Our city’s small airport recently added direct flights to two vacation hotspots in Florida. It’s a big deal here in Springfield, being able to fly straight to Orlando or Tampa in a couple of hours. How perfect, I thought as I booked the flight that would take me to a work conference.
What I hadn’t counted on was the anxiety that would set in a few weeks before I was to take off on this relatively untested airline. “Never heard of them,” people said when I reported the well-priced fare I’d found. Always a nervous flyer, I prayed off and on for a few weeks before I left. But on the plane, with every bump or ding of the seatbelt sign my silent prayers took on a more frenzied pace.
Until this started echoing in my mind: actively trust Me. I tried it out, praying “I will actively trust You,” every time turbulence shook the plane.
It worked, mostly. Over the course of two hours, I tried to train my brain to actively trust God, even as I sat silently in my seat. I prayed, “You are in charge of my life.” I remembered the refrain from a gospel song: “My life is in your hands.” Literally, I thought.
The small step of active trust was one I had to remind myself to take dozens of times during that single flight. The disciplining of my mind to remember God’s authority over my life was hard work, even though it didn’t look like I was doing anything other than sitting still.
More than willpower
Back on the ground a few weeks later, a small group I’m in started a study of “Celebration of Discipline” by Richard Foster.
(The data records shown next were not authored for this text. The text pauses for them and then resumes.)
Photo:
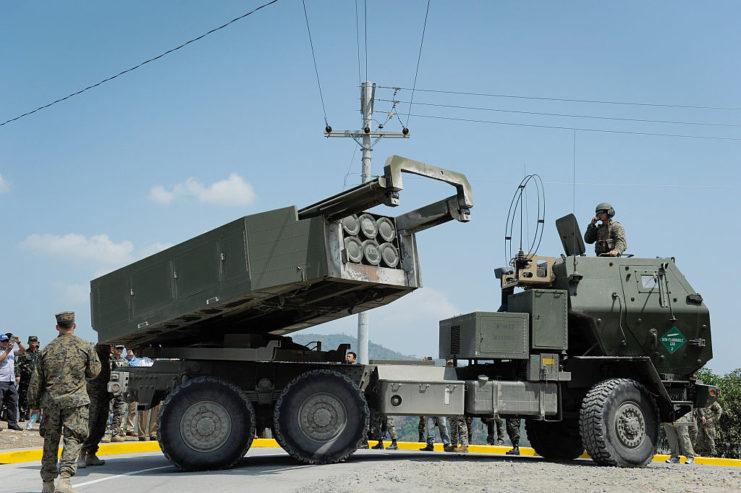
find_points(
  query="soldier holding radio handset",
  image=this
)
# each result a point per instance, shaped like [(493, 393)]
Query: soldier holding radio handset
[(609, 236)]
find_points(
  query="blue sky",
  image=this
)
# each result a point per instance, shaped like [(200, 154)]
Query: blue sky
[(232, 125)]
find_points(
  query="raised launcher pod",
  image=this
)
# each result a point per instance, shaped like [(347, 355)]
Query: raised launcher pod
[(276, 272)]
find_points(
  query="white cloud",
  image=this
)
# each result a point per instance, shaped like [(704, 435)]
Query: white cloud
[(232, 191), (98, 249), (160, 195)]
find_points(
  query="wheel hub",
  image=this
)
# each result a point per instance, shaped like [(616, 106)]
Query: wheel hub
[(205, 426), (630, 425), (322, 417)]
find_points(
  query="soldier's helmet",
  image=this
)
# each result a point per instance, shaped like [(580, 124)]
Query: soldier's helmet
[(604, 206)]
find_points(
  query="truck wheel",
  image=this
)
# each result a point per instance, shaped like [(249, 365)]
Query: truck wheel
[(321, 417), (553, 440), (206, 423), (619, 423)]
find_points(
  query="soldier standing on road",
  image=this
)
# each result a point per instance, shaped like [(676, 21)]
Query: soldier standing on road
[(118, 403), (458, 435), (58, 388), (677, 434), (609, 235), (24, 366), (8, 391), (493, 425), (97, 390), (707, 418), (513, 431), (382, 423)]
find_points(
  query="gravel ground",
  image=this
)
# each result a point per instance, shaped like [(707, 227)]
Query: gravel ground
[(472, 473)]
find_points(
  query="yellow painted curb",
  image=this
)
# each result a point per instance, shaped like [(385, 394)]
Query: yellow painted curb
[(32, 455)]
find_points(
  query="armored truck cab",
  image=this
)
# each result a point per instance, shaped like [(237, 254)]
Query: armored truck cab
[(214, 312)]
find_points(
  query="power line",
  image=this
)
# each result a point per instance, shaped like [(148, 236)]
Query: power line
[(625, 132), (357, 41), (139, 65), (316, 70), (566, 115), (594, 101), (419, 58), (365, 32)]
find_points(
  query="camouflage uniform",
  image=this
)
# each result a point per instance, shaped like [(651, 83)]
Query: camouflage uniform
[(58, 388), (706, 431), (458, 432), (118, 403), (97, 390), (610, 236), (381, 421), (492, 425), (677, 434), (513, 431), (24, 366)]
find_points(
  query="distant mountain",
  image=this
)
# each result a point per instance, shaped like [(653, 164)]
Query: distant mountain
[(331, 341)]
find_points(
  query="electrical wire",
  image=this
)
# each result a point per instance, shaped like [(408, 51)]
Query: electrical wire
[(357, 42), (419, 58), (582, 129), (316, 70), (365, 32), (108, 79), (566, 115), (592, 101)]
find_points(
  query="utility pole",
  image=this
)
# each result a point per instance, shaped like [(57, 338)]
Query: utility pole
[(366, 139)]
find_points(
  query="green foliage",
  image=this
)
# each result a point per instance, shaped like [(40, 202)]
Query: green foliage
[(728, 431)]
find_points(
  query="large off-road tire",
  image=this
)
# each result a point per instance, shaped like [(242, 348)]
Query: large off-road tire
[(206, 423), (320, 417), (619, 423), (551, 440)]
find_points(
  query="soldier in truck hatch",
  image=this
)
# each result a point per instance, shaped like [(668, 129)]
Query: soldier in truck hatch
[(609, 236)]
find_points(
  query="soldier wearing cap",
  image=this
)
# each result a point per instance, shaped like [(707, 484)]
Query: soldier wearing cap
[(24, 366), (8, 391), (609, 236), (58, 388)]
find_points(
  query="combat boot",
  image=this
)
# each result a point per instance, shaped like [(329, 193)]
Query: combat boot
[(81, 464), (64, 485), (93, 460)]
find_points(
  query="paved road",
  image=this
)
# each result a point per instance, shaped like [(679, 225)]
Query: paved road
[(270, 470)]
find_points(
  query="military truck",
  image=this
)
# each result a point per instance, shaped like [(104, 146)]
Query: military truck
[(592, 352), (214, 312)]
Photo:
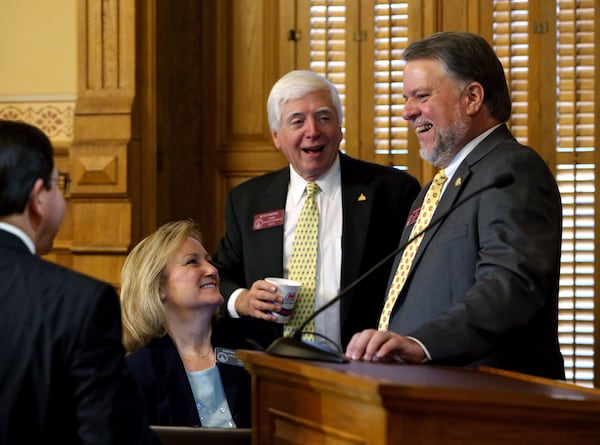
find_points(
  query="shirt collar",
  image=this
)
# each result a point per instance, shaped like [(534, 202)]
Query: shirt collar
[(464, 152), (327, 182), (19, 233)]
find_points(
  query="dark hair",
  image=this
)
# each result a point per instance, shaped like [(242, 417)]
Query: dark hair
[(467, 57), (25, 156)]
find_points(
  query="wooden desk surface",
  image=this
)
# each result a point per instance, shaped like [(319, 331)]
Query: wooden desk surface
[(299, 401), (435, 382)]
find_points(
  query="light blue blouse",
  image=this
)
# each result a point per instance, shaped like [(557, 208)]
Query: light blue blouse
[(209, 395)]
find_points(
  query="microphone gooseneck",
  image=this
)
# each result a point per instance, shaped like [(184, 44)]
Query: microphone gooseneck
[(293, 346)]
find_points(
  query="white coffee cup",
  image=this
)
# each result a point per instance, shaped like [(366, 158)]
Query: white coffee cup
[(288, 289)]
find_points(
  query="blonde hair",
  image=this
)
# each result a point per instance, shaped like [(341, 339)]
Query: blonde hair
[(142, 275)]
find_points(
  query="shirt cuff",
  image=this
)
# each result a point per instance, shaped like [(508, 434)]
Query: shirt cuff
[(427, 355), (231, 303)]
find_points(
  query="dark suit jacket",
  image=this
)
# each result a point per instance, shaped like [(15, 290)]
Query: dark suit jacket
[(371, 230), (483, 288), (168, 398), (63, 376)]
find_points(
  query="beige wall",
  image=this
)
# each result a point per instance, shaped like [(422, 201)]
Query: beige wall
[(38, 48)]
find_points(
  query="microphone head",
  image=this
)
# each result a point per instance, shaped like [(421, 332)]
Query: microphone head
[(503, 180)]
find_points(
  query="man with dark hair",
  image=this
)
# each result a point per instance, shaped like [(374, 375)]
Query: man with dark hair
[(62, 368), (481, 286)]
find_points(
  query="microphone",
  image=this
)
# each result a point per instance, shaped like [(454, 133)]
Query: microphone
[(293, 346)]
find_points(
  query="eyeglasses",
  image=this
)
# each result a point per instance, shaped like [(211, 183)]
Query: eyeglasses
[(63, 182)]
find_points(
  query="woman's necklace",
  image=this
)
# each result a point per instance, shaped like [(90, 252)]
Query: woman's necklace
[(193, 354)]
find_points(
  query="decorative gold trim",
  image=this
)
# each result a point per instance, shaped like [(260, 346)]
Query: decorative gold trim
[(55, 119)]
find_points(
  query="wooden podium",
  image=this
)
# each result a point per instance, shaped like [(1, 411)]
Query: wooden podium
[(310, 403)]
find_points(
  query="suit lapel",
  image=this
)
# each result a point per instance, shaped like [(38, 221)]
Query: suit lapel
[(357, 203), (271, 239), (178, 400)]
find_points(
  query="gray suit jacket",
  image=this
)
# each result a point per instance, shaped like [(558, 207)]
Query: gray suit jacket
[(371, 230), (483, 288)]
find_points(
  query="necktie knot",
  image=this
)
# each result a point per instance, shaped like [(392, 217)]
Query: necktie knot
[(312, 188), (440, 178)]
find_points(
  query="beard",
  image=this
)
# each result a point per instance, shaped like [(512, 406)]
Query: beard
[(448, 142)]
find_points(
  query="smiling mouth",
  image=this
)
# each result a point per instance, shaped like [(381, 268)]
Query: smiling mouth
[(208, 285), (423, 128), (313, 149)]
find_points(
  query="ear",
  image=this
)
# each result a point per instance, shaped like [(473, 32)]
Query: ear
[(275, 136), (474, 95), (37, 200)]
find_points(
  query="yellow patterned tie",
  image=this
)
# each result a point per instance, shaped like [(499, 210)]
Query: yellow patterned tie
[(303, 262), (427, 209)]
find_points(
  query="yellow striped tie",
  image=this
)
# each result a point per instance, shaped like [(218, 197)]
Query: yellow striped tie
[(430, 202), (303, 262)]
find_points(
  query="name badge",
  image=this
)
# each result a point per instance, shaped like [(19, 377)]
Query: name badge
[(268, 219)]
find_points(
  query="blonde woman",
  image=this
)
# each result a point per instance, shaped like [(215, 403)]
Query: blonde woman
[(170, 299)]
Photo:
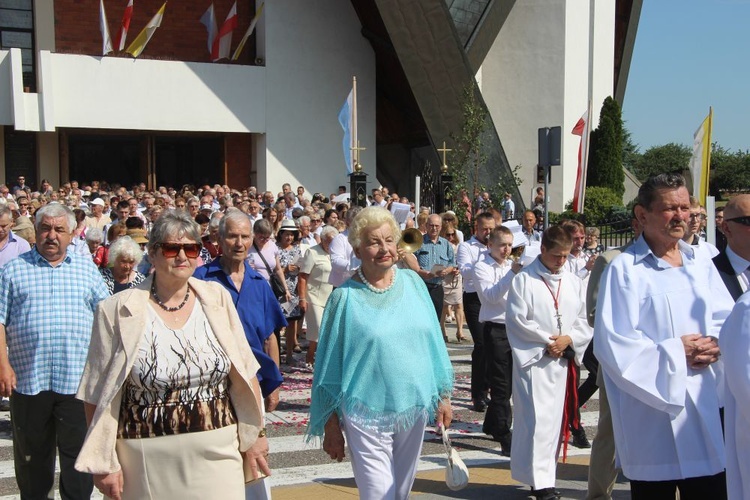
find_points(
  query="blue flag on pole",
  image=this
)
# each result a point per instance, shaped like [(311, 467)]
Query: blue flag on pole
[(345, 119)]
His approach to spiritual disciplines is that they aren’t a matter of willpower. Rather, God uses the disciplines to bring our hearts more in line with his. They are small, consistent steps toward a deeper love of him.
I had to take the small step of active trust on my return flight as Springfield was fogged in. “Don’t be alarmed if we experience a ‘missed approach’ due to low visibility,” the pilot said. That would have put me in the aisle four days earlier, but I remembered the peace God had brought when I focused on actively trusting him.
Our plane broke through the clouds just seconds before touching down smoothly on the runway. And that comforting refrain echoed again: “My life is in your hands.”